There are a few key trends to look for if we want to identify the next multi-bagger. Ideally, a business will show two trends; firstly a growing return on capital employed (ROCE) and secondly, an increasing amount of capital employed. Ultimately, this demonstrates that it's a business that is reinvesting profits at increasing rates of return. So on that note, ASJ (TSE:2351) looks quite promising in regards to its trends of return on capital.
Our free stock report includes 2 warning signs investors should be aware of before investing in ASJ. Read for free now.What Is Return On Capital Employed (ROCE)?
For those who don't know, ROCE is a measure of a company's yearly pre-tax profit (its return), relative to the capital employed in the business. Analysts use this formula to calculate it for ASJ:
Return on Capital Employed = Earnings Before Interest and Tax (EBIT) ÷ (Total Assets - Current Liabilities)
0.043 = JP¥148m ÷ (JP¥4.7b - JP¥1.2b) (Based on the trailing twelve months to December 2024).
So, ASJ has an ROCE of 4.3%. Ultimately, that's a low return and it under-performs the IT industry average of 16%.
View our latest analysis for ASJ
While the past is not representative of the future, it can be helpful to know how a company has performed historically, which is why we have this chart above. If you want to delve into the historical earnings , check out these free graphs detailing revenue and cash flow performance of ASJ.

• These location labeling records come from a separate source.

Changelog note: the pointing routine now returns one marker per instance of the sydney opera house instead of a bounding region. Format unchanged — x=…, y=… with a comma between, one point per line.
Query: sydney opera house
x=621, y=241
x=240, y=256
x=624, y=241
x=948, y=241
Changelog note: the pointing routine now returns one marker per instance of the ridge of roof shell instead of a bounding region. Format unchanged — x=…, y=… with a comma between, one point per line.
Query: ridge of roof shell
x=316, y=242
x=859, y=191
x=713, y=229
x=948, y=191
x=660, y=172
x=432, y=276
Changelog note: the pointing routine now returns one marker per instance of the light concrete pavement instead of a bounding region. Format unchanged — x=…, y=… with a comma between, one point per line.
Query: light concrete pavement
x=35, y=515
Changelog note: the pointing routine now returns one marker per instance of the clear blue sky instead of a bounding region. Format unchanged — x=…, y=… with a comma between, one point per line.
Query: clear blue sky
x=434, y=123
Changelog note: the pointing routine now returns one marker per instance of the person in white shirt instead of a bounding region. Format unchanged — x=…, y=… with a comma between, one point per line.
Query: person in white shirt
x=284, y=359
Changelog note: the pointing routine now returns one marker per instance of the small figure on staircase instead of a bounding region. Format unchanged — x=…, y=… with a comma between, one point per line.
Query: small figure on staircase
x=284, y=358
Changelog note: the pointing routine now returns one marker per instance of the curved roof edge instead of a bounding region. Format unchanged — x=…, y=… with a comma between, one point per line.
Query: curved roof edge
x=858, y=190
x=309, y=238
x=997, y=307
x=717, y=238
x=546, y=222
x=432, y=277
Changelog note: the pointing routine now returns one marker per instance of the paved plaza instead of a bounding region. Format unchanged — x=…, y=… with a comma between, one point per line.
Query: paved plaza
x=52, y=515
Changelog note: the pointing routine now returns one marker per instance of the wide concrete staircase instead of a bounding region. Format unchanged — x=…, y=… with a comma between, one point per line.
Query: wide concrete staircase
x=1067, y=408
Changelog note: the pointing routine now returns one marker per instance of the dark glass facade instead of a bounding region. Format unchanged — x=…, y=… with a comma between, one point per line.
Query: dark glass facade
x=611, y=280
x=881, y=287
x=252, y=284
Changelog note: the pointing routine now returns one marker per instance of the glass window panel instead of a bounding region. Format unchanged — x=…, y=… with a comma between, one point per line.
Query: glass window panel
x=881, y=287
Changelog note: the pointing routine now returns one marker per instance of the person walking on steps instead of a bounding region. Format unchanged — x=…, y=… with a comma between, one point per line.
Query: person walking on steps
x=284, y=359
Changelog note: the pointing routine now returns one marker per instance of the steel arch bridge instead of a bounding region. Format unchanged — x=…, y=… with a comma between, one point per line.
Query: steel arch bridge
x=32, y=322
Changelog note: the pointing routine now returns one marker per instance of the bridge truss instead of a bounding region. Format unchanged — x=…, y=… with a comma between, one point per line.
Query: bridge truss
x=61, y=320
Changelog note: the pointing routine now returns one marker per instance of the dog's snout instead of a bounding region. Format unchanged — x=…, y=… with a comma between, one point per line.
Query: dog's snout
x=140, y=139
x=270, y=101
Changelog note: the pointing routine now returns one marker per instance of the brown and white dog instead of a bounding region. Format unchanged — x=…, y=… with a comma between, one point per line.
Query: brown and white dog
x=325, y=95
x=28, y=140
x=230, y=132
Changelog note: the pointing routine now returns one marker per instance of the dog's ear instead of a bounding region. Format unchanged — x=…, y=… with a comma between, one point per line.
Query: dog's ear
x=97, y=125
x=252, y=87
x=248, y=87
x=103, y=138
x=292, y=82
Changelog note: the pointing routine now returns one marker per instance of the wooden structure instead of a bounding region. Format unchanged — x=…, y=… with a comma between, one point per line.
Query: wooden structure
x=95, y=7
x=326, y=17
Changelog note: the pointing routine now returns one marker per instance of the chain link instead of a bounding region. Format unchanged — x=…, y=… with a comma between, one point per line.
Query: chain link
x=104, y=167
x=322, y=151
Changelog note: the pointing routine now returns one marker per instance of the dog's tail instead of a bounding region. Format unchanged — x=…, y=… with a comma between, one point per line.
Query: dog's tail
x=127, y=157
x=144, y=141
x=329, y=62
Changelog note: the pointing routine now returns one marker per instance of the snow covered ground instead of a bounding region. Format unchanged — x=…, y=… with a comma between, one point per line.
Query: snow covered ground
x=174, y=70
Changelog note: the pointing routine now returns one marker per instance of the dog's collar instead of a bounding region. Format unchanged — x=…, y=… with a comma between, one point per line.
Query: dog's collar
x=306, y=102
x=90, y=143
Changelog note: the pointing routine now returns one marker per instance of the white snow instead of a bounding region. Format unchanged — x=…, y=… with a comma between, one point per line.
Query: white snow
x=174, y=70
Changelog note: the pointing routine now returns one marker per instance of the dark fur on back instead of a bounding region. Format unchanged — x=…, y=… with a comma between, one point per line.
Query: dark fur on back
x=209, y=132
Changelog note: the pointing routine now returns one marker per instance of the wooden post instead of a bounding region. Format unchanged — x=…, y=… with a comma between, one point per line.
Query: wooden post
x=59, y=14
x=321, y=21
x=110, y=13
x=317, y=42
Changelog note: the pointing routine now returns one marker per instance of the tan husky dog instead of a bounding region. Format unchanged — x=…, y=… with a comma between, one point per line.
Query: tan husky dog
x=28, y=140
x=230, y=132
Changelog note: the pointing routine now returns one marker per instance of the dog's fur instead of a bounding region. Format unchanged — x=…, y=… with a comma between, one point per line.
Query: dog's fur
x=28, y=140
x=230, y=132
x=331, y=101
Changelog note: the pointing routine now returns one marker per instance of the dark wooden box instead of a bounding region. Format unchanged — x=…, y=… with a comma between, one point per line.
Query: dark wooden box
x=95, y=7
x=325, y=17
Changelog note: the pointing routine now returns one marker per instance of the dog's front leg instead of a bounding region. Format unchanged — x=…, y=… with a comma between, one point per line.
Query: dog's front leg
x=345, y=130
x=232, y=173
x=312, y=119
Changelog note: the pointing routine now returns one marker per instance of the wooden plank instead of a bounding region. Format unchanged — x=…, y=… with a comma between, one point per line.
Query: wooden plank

What The Trend Of ROCE Can Tell Us
While the ROCE isn't as high as some other companies out there, it's great to see it's on the up. The figures show that over the last five years, ROCE has grown 708% whilst employing roughly the same amount of capital. So it's likely that the business is now reaping the full benefits of its past investments, since the capital employed hasn't changed considerably. It's worth looking deeper into this though because while it's great that the business is more efficient, it might also mean that going forward the areas to invest internally for the organic growth are lacking.
In Conclusion...
To bring it all together, ASJ has done well to increase the returns it's generating from its capital employed. Although the company may be facing some issues elsewhere since the stock has plunged 72% in the last five years. Still, it's worth doing some further research to see if the trends will continue into the future.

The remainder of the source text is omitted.